# Matrix equation implies invertibility

Let $D = \operatorname{diag}(\lambda_1, \ldots, \lambda_n)$ be a diagonal matrix with positive entries $\lambda_i > 0$ (some of them might coincide). If we have the matrix equation $A D A^t = D$, does it follow that $A$ is invertible with $A^t = A^{-1}$?

It is obviously true if $A$ and $D$ commute. For $(2\times 2)$-matrices one can check by hand that the claim is true. I expect a counter-example for bigger matrices, but can not come up with one.

#### Solutions Collecting From Web of "Matrix equation implies invertibility"

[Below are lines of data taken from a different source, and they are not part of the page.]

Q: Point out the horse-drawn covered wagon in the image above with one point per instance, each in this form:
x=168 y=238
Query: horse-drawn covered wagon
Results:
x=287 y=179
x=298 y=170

Presumably all matrices here are real square matrices. Let $Q=D^{-1/2}AD^{1/2}$. Then the equation in question becomes $QQ^T=I$. Hence $Q$ must be real orthogonal and $A$ must be in the form of $D^{1/2}QD^{-1/2}$. Therefore, $A$ in invertible but it’s not necessarily orthogonal. For instance, consider
$$D=\pmatrix{1\\ &2},\ Q=\frac1{\sqrt{2}}\pmatrix{1&-1\\ 1&1}, \ A=D^{1/2}QD^{-1/2}=\pmatrix{\frac1{\sqrt{2}}&-\frac12\\ 1&\frac1{\sqrt{2}}}.$$